Never seen a wire rack like this before! Have you? If so then is it Schwinn factory?http://www.ebay.com/itm/1964-Schwin...s-Rare-find-/281772793922?hash=item419af7a042


----------



## schwinnbikebobb (Aug 15, 2015)

Kinda cool but not Schwinn.


----------



## jason morton (Aug 15, 2015)

Thnx bob. I didn't think so. It does look cool.


----------



## GTs58 (Aug 15, 2015)

I donno Bob, the seller says, "*This is a 100%  all original Schwinn *boys 26" bike 2 speed bendrix hub 1964 model."   

Probably a Wald or similar aftermarket piece. I think it looks funny, needs to be shortened up a wee bit.


----------



## schwinnbikebobb (Aug 15, 2015)

Well I stand corrected!!   It must be Schwinn if the seller says so! Gawd if I had a nickel for every time I heard that!  Most people think if it has Schwinn parts no matter when they are from it's 100% original.  I think I went to school with Ben Drix!!!   He was always at the hub of any activity. Liked to wear red striped shirts I recall.


----------



## kingsilver (Aug 16, 2015)

*Columbia thunderbolt rack?*

That rack looks like the one  i had on my 1961 flamboyant red columbia thunderbolt, which is in the middle weight bike gallery, nostalgic. Net.. The painted rack plate sits on top. Has three cross members as MY thunderbolt.
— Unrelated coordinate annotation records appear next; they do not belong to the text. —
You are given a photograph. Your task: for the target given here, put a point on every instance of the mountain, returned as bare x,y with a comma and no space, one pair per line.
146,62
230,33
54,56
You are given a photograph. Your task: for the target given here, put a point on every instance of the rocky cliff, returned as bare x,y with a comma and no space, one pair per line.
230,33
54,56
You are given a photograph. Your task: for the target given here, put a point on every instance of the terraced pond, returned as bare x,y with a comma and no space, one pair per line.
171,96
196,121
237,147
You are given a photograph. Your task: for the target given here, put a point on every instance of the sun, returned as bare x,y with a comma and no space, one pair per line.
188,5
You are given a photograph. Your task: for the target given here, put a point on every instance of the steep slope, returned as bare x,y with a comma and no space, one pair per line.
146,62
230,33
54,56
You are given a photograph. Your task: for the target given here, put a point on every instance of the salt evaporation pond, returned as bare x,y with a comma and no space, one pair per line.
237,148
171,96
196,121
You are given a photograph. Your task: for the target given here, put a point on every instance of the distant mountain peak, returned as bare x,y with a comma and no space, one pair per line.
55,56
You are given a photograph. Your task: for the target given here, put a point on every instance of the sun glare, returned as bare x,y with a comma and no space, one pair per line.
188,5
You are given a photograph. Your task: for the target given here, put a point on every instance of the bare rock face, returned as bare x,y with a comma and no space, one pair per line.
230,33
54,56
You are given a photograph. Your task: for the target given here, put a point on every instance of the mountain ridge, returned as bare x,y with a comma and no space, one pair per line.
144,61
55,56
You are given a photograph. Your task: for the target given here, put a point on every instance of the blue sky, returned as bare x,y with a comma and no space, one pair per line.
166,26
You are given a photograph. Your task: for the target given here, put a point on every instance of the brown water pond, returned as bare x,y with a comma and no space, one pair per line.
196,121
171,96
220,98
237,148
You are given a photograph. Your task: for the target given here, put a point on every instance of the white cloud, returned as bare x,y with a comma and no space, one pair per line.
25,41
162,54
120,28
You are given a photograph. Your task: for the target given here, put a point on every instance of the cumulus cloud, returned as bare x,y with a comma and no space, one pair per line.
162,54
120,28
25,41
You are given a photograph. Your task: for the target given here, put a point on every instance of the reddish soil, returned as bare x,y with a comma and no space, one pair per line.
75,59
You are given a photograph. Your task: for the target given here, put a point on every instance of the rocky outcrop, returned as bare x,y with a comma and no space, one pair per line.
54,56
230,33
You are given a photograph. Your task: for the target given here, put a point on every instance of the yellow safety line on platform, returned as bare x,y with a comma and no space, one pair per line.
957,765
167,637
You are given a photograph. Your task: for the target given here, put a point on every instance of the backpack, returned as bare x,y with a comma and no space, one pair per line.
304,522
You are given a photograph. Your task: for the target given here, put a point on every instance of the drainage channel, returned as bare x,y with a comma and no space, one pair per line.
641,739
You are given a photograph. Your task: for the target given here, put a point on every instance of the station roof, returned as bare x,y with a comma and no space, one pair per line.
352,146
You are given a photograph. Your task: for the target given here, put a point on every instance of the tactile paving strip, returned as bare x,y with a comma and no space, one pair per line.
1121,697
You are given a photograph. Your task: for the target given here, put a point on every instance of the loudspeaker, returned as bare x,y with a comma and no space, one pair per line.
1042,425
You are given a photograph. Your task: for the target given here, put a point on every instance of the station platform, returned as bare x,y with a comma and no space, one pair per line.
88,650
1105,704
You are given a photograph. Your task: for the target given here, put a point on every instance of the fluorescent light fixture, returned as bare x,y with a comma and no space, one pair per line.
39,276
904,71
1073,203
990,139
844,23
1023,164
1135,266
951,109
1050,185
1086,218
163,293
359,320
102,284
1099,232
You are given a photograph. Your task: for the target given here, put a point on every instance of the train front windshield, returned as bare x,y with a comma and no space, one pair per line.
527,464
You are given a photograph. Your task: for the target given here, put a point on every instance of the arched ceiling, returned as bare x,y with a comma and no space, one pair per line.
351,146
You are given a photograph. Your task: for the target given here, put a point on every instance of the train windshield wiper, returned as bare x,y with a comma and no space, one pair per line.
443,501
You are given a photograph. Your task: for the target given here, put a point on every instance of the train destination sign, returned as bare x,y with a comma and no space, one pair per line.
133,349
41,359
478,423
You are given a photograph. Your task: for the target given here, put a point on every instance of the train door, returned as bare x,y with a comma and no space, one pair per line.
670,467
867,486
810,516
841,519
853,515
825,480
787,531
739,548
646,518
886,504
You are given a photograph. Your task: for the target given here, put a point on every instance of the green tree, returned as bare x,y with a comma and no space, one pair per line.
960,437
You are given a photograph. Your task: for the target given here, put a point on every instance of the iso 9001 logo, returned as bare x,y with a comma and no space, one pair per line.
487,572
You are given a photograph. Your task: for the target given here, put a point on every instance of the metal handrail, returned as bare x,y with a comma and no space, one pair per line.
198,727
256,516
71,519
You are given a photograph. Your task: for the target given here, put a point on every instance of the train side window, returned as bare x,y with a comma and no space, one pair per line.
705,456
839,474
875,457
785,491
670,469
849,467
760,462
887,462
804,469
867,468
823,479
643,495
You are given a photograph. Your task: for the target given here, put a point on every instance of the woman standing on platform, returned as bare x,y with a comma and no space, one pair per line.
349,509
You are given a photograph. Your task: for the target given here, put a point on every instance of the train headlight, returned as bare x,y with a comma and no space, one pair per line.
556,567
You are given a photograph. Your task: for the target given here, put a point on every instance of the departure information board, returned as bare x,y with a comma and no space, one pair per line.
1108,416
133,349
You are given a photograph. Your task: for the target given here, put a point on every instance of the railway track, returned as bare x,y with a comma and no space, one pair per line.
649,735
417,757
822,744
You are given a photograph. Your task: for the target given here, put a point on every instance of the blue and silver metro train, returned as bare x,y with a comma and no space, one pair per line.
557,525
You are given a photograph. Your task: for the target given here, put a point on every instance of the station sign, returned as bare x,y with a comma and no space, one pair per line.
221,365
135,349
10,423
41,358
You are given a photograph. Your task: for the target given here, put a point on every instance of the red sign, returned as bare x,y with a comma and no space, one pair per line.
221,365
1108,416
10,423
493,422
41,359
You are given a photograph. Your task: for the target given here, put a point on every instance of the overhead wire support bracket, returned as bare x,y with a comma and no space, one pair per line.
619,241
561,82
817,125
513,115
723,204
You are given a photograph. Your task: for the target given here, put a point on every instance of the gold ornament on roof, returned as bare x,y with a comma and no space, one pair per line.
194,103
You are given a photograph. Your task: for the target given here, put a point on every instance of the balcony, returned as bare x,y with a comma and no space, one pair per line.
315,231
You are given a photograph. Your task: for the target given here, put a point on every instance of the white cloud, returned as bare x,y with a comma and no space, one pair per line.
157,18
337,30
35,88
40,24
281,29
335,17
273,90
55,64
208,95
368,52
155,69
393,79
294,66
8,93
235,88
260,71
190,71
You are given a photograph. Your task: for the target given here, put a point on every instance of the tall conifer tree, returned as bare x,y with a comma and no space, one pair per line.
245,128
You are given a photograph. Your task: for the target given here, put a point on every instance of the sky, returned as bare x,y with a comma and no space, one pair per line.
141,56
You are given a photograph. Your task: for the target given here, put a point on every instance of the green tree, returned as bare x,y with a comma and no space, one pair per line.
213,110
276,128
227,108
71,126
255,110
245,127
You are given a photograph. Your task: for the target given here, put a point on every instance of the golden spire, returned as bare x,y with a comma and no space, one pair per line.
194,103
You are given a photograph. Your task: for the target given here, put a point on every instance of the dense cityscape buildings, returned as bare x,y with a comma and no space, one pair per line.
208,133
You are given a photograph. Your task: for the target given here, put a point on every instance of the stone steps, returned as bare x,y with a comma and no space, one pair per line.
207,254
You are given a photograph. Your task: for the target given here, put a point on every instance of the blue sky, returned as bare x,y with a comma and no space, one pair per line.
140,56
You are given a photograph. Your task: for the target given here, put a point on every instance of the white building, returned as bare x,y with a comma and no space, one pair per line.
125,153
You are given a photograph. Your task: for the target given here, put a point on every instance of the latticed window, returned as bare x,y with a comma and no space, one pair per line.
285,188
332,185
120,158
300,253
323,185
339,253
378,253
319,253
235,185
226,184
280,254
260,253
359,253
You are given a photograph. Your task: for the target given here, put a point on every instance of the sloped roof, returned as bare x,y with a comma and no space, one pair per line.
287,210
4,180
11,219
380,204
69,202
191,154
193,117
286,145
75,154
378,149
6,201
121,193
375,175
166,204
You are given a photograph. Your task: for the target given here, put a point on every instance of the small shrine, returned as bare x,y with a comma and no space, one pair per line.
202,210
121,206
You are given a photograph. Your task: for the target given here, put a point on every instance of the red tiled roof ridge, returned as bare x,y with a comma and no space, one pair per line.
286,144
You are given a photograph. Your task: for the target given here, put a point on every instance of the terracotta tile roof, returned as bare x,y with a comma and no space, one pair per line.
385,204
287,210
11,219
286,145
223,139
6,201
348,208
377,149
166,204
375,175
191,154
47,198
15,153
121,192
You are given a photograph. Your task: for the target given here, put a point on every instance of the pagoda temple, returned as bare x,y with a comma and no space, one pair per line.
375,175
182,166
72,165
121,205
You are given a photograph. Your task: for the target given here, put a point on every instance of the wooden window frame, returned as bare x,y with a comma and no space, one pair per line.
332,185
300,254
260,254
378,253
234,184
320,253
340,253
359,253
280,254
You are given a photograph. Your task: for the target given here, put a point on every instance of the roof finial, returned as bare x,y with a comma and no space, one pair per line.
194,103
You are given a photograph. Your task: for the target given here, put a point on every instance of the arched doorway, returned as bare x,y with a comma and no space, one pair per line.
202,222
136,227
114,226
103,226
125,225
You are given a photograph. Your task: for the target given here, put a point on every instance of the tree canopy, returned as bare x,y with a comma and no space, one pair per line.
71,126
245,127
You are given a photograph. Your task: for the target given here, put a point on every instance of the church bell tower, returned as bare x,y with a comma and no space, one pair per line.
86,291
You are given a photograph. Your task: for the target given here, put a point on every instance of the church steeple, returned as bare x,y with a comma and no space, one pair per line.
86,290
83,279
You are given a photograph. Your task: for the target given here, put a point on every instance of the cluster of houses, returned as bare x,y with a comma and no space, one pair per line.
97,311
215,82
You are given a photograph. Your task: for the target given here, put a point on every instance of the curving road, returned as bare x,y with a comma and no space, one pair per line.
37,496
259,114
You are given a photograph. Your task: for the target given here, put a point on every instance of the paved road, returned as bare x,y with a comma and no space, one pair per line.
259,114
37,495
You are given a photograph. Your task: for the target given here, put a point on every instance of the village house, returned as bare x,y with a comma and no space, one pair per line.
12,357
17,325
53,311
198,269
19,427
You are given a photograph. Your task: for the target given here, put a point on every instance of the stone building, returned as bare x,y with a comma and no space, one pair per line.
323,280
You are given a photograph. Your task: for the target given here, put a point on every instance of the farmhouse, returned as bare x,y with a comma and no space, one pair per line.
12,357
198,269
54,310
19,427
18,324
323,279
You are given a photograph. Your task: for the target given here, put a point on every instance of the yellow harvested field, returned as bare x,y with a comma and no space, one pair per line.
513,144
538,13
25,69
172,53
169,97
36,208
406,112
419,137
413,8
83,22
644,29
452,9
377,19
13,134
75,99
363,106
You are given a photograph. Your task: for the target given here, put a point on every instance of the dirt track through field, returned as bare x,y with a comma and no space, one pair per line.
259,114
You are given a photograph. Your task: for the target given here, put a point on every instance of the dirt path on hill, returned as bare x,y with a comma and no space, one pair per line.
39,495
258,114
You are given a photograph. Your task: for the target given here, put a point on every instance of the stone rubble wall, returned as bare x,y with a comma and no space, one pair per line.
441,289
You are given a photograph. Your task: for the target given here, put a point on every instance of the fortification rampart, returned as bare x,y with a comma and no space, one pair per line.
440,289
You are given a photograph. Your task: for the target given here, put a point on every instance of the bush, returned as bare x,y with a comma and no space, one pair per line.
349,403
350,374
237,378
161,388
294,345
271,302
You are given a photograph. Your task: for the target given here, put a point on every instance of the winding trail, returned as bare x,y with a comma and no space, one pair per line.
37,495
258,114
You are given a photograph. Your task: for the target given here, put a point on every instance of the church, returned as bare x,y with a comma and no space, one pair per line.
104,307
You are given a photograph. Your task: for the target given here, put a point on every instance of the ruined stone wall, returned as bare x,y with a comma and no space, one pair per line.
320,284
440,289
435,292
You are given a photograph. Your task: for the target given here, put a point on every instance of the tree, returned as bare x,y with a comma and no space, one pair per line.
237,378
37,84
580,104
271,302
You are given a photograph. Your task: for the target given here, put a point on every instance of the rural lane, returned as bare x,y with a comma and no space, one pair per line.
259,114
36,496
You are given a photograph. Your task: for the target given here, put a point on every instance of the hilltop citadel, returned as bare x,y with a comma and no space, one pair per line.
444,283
Also, the two loop holes on the back ARE where the red reflectors attach, and also secures the rack plate. The only slight difference i can see on the sellers bike is THAT the rack arms that attach to the seat post are bent downward, mine where bent upward. NOTE, THE INNER WIRE SHAPE IS EXACTLY LIKE THE THUNDERBOLT RACK PLATE.


----------



## kingsilver (Aug 16, 2015)

Rack looks like from a girls 1960's columbia thunderbolt. Seatpost arms facing downward. Boys upwards.


----------



## jason morton (Aug 17, 2015)

From girls 1960s Columbia thunderbolt agreed !


----------